Genre: Non Fiction
Read: April 2017
Adjectives To Describe This Book: A must read, feminism 101, common sense
Read If You Are: a human being.
Having followed Chimamanda Ngozi Adichie talks on feminism for a while, I think I finally understand why I look up to it so much. It isn’t that she a revolutionary feminist. She just has the ability to say things that make sense in the most simple and digestible way.
This book, fashioned as a letter she once wrote to a friend who just gave birth to a baby girl, is a ‘feminist manifesto’ that details 15 suggestions that would help this friend to raise a feminist. From gender stereotypes to making sure the kid reads to ensure broadmindedness, all the 15 suggestions spoke to me personally.
A super quick read (and an easy one), this is a book I would recommend to everyone. Be it a to-be parent (mother & father) or just anyone wanting to understand or remind themselves what it like to ‘be’ a feminist.
“Your feminist premise should be: I matter. I matter equally. Not “if only.” Not “as long as.” I matter equally. Full stop.”
“Teach her that if you criticize X in women but do not criticize X in men, then you do not have a problem with X, you have a problem with women.”

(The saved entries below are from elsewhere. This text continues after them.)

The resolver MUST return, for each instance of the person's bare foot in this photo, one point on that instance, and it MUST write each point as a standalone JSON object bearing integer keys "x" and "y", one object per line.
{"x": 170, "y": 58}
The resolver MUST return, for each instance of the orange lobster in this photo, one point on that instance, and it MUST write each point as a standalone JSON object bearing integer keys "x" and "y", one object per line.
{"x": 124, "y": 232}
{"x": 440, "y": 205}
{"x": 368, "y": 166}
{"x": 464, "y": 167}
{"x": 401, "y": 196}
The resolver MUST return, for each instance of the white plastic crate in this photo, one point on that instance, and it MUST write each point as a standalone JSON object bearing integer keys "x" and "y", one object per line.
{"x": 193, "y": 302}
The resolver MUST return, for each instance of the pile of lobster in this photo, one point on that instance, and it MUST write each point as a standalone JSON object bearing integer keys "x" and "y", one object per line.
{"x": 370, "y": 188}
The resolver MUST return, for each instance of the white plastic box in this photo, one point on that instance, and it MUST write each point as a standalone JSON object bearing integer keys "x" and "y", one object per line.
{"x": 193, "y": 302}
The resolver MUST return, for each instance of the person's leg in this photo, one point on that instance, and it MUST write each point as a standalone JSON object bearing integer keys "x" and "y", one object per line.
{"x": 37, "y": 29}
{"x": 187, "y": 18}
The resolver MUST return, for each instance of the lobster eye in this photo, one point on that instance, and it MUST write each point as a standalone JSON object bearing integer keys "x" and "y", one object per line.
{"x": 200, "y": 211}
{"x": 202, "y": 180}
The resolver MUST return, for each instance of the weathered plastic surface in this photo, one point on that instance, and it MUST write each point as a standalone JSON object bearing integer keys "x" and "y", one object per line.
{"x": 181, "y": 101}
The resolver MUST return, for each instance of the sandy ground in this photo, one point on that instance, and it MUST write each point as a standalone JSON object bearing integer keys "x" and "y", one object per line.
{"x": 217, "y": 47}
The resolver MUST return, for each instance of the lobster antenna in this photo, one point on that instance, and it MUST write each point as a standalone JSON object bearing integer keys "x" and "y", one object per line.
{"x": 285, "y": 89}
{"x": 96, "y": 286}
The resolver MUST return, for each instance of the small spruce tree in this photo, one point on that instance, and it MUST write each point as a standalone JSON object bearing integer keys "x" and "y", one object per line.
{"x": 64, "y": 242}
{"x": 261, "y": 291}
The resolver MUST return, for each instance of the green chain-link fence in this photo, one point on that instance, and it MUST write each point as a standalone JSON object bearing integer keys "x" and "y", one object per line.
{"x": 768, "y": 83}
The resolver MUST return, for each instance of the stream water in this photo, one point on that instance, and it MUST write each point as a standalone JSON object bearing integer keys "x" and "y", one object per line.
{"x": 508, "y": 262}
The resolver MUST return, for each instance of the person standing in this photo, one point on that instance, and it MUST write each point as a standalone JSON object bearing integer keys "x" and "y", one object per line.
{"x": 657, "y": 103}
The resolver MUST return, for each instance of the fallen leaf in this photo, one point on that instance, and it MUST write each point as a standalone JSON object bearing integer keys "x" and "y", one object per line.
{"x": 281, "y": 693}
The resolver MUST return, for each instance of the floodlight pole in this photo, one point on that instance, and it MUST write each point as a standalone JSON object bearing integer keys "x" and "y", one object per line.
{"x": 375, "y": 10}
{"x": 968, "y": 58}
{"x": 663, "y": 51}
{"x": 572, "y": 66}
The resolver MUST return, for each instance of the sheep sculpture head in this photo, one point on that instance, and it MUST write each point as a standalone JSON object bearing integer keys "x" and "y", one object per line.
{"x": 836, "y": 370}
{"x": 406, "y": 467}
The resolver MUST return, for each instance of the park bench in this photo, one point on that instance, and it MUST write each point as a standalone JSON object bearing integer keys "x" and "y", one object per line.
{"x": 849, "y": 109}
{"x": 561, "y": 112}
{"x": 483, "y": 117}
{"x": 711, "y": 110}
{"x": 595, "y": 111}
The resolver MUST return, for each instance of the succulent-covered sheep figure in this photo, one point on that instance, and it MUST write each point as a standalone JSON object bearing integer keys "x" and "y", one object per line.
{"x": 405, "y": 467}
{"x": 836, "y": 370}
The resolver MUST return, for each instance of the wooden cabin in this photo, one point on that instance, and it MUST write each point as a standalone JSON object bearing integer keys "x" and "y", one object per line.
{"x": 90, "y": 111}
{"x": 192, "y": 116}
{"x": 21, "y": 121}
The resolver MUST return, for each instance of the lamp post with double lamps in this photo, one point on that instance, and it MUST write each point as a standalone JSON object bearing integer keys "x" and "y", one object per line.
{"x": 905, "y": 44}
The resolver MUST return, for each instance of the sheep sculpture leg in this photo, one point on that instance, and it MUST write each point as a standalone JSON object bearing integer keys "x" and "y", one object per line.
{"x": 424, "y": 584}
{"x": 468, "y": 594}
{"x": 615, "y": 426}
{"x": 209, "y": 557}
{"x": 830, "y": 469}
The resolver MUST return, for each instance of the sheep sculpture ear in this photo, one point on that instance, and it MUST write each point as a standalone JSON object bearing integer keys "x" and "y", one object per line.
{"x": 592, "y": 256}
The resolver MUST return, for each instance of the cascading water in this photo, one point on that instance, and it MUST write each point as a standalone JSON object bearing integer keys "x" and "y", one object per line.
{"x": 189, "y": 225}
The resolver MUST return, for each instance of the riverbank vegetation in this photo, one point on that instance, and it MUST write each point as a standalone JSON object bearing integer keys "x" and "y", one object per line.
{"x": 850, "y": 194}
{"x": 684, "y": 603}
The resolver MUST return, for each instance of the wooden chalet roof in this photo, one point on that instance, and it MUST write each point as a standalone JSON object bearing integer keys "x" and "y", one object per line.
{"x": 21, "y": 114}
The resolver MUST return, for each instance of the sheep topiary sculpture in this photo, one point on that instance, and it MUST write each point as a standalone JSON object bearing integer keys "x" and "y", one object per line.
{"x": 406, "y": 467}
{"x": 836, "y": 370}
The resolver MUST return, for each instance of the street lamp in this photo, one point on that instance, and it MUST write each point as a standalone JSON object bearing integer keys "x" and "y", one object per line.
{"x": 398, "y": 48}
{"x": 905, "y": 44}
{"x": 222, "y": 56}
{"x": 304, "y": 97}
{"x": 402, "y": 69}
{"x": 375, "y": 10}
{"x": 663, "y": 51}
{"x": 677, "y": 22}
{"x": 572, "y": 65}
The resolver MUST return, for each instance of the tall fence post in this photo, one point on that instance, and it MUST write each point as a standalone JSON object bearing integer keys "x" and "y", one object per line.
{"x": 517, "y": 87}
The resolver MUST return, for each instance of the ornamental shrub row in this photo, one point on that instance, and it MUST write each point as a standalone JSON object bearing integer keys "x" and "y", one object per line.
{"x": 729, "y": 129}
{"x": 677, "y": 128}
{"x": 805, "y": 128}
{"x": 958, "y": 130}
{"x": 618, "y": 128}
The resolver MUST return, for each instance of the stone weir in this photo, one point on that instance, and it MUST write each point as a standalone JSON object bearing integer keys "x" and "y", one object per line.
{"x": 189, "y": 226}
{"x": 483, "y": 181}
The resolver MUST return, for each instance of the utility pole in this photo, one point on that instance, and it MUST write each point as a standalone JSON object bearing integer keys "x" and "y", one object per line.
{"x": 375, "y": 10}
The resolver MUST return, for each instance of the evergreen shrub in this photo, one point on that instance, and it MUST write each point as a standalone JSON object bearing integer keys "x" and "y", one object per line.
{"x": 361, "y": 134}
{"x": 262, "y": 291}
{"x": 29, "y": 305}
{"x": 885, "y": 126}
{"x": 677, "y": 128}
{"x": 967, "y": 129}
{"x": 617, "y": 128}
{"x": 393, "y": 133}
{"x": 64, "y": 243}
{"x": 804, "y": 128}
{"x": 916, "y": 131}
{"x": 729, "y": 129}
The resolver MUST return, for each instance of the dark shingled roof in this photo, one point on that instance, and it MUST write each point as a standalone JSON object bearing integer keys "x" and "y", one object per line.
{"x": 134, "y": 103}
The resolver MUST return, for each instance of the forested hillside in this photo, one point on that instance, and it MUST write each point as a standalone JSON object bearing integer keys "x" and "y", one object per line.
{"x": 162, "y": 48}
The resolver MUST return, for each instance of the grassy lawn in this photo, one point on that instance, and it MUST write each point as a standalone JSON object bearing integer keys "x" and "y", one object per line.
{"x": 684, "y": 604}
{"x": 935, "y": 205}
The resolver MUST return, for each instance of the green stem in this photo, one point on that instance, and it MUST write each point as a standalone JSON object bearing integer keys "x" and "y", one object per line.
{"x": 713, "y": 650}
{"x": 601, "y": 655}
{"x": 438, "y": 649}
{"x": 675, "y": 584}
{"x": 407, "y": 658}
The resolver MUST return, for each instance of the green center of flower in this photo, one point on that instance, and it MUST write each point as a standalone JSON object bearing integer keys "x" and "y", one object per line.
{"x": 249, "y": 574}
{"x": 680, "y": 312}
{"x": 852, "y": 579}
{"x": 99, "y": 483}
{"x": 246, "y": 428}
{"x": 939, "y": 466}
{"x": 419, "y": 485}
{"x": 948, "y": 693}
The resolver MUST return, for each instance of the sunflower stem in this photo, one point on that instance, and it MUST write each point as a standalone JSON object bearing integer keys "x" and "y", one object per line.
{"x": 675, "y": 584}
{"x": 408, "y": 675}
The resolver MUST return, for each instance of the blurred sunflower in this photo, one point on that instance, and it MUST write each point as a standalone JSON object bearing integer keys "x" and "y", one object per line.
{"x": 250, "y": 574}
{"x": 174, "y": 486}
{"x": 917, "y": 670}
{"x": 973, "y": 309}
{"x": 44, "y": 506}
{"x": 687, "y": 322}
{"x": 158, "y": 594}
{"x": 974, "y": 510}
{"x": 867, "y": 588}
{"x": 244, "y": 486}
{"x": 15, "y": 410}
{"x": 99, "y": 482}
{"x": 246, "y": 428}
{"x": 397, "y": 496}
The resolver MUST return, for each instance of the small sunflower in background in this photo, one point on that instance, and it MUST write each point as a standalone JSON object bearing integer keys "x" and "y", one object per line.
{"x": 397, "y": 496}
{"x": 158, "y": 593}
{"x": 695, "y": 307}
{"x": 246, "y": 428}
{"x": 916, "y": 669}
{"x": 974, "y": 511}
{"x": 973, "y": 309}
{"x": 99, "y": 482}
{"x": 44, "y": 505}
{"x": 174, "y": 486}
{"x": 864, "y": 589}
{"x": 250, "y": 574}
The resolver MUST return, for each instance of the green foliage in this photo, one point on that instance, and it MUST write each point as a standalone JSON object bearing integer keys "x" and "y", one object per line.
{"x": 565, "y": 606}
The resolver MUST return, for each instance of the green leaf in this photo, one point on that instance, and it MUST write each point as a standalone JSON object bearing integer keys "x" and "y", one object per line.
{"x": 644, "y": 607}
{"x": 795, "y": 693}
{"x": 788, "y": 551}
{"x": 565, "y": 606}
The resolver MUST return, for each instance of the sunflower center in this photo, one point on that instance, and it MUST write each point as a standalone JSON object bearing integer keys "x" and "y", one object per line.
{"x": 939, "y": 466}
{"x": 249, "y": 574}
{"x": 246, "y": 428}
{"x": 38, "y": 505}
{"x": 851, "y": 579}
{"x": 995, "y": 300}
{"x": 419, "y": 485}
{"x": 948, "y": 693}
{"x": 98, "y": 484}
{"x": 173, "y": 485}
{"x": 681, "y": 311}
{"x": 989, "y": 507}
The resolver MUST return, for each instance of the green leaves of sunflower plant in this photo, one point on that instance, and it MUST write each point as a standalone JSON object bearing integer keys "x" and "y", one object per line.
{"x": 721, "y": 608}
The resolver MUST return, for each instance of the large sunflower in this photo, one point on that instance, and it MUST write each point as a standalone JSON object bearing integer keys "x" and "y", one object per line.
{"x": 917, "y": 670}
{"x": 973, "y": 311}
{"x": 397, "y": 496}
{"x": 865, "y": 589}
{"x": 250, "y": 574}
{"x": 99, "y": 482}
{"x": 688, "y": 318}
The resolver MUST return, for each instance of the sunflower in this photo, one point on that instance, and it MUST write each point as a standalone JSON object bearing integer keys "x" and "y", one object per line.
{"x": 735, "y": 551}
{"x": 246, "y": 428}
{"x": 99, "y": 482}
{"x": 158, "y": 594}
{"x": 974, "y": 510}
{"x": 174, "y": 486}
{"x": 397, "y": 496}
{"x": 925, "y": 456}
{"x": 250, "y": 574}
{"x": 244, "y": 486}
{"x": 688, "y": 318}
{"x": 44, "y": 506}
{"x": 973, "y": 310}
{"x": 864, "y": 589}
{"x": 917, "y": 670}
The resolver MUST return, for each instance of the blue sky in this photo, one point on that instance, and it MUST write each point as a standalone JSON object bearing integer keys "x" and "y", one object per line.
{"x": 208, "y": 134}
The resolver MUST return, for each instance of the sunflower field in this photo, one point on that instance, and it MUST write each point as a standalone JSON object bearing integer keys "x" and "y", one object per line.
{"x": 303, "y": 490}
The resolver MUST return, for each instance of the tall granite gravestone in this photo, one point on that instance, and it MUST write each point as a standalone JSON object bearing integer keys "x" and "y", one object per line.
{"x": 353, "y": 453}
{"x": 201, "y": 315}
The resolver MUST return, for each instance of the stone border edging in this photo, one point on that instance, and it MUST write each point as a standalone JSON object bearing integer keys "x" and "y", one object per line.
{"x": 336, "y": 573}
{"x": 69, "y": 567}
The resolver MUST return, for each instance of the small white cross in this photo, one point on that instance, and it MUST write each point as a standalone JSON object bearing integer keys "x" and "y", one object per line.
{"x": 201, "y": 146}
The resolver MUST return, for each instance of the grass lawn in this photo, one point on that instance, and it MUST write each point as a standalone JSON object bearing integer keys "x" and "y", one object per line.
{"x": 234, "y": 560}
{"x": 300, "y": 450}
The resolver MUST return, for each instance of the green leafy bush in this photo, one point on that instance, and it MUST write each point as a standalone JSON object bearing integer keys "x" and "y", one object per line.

“Never apologize for working. You love what you do, and loving what you do is a great gift to give your child.”
“Everybody will have an opinion about what you should do, but what matters is what you want for yourself, and not what others want you to want.”
“Because you are a girl’ is never reason for anything. Ever.”
“The knowledge of cooking does not come pre-installed in a vagina. Cooking is learned.”
“If we don’t place the straitjacket of gender roles on young children, we give them space to reach their full potential.”
“Men who, when discussing rape, will always say something like ‘if it were my daughter or wife or sister’. Yet such men do not need to imagine a male victim of a crime as a brother or son in order to feel empathy.”
“Why does a woman have to be successful at work in order to justify her keeping her name?”
“Her job is to be her full self, a self that is honest and aware of equal humanity of other people.”
“Her standards are for her alone, and not for other people.”